Melanias Film erspinnt eine Traumwelt zum Fremdschämen
n-tv
Eine Doku ist "Melania" nicht. Sondern ein langer Werbestreifen, dessen Phrasendrescherei zum Fremdschämen zwingt. Die Widersprüche zwischen Melanias filmischer Traumwelt und der Realität sind überwältigend.
Eine Doku ist "Melania" nicht. Sondern ein langer Werbestreifen, dessen Phrasendrescherei zum Fremdschämen zwingt. Die Widersprüche zwischen Melanias filmischer Traumwelt und der Realität sind überwältigend.
Freitagmorgen um 10 Uhr im südlichen Manhattan. Neun Versprengte haben sich im Kinosaal am Fuße der Williamsburg Bridge zusammengefunden, um sich die erste Vorstellung des neuen Films der Trump-Regierung anzusehen: "Melania". Alle Zuschauer sind Journalisten. "Jeder will es wissen, hier ist die Antwort", werden die ersten Worte der First Lady aus den Lautsprechern sein, auf die Bilder von 20 Tagen aus dem Leben Melania Trumps folgen - die ersten Tage des Jahres 2025, bevor Donald zum zweiten Mal zum US-Präsidenten vereidigt wird.
Zunächst flimmert wie üblich Werbung für andere Filme über die Leinwand, danach beginnt das 104 Minuten lange Hauptwerk. Doch je länger Melania sich durch die Minuten lächelt und mit Voiceover die Aufnahmen von sich selbst mit patriotischen Floskeln und pathetischen Banalitäten kommentiert, desto eindeutiger wird: Melania versucht sich an einer Kinorevolution.

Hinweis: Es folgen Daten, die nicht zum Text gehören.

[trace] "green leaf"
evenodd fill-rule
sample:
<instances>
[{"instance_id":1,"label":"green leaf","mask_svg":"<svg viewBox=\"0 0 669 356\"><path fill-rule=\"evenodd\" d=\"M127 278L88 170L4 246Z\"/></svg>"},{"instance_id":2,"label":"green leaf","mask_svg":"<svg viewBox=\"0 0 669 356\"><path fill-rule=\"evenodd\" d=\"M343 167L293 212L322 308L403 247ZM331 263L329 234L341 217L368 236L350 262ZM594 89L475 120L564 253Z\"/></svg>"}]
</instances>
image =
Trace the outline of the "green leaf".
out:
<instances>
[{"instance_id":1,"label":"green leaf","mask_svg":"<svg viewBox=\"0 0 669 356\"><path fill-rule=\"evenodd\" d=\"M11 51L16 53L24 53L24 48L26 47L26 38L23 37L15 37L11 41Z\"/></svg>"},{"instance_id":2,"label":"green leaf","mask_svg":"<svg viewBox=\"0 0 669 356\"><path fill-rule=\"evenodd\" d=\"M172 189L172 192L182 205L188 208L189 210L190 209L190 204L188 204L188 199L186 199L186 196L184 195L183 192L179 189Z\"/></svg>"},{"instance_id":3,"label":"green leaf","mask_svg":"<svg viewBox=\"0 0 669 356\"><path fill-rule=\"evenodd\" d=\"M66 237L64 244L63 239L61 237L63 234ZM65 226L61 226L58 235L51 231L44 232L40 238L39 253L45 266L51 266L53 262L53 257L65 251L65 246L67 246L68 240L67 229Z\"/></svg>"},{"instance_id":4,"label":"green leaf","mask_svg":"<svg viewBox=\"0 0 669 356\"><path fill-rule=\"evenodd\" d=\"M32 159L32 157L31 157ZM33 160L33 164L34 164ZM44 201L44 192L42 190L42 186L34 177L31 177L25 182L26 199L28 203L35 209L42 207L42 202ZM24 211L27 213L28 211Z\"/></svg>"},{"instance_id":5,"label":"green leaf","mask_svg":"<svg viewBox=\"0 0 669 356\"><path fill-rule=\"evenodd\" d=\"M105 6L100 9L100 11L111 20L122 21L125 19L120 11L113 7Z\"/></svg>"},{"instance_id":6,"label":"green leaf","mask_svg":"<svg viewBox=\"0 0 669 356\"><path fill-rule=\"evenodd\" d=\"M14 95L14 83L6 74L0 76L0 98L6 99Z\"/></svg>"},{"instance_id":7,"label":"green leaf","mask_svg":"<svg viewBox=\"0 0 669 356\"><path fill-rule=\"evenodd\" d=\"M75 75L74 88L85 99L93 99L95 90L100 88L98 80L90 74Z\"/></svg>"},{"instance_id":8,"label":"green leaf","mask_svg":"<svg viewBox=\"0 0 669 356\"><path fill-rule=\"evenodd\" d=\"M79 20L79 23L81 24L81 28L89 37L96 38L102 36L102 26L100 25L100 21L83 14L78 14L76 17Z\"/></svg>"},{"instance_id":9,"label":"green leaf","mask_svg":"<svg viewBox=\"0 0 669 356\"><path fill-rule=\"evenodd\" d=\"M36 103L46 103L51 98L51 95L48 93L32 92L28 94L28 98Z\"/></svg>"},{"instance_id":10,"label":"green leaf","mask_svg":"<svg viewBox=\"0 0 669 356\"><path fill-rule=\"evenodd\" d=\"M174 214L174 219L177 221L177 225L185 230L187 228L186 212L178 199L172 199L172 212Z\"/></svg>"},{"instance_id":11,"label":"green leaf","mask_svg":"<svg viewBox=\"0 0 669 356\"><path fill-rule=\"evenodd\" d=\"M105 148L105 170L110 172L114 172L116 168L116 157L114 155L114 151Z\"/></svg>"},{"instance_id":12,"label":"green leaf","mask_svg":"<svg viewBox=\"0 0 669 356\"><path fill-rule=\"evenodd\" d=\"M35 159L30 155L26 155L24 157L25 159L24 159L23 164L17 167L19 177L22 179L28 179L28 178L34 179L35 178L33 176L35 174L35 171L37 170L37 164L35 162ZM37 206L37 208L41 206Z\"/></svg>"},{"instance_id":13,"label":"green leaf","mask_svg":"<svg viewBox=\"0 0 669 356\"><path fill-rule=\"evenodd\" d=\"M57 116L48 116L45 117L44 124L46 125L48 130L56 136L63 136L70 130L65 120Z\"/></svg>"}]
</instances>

Die Trailer davor werden die einzigen Filmszenen sein, die man zu sehen bekommt. Dieses Mal kommt die Werbung danach.
Werbung für sich und ihren Ehemann, für ihre Aufgaben in dessen Kosmos, ihre Talente, angeblich hehren Prinzipien und Ziele. Darin sind die Vereinigten Staaten eine Abfolge von Flügen zwischen Mar-a-Lago, New York und Washington, von unterwürfigen Schneidern und ihren Abendkleidern, verschiedenen High Heels, Sonnenbrillen hinter verdunkelten Limousinen-Fenstern, überladen mit patriotischer Phrasendrescherei, die den Film zu einem republikanischen Werbefilm, vielleicht sogar Propagandastreifen macht. Für die angebliche Doku der First Lady gab Amazon rund 75 Millionen Dollar aus, 28 Millionen davon flossen direkt in Melanias Tasche.
Die Zuschauer bekommen keine Konflikte zu sehen oder zu hören, sondern eine perfekte Traumwelt, die sich Melania als Produzentin selbst zusammengesponnen hat und wo sie die Geschicke der anderen mitlenkt. Eine Welt, wo sie etwa die Ehefrau einer israelischen Geisel trifft und ihr verspricht: Donald werde es nach Amtsantritt zu seiner Priorität machen, ihr zu helfen. In der sie sagt: "Kinder werden immer meine Priorität sein", und Brigitte Macron wie eine alte Freundin anruft, um darüber zu sprechen.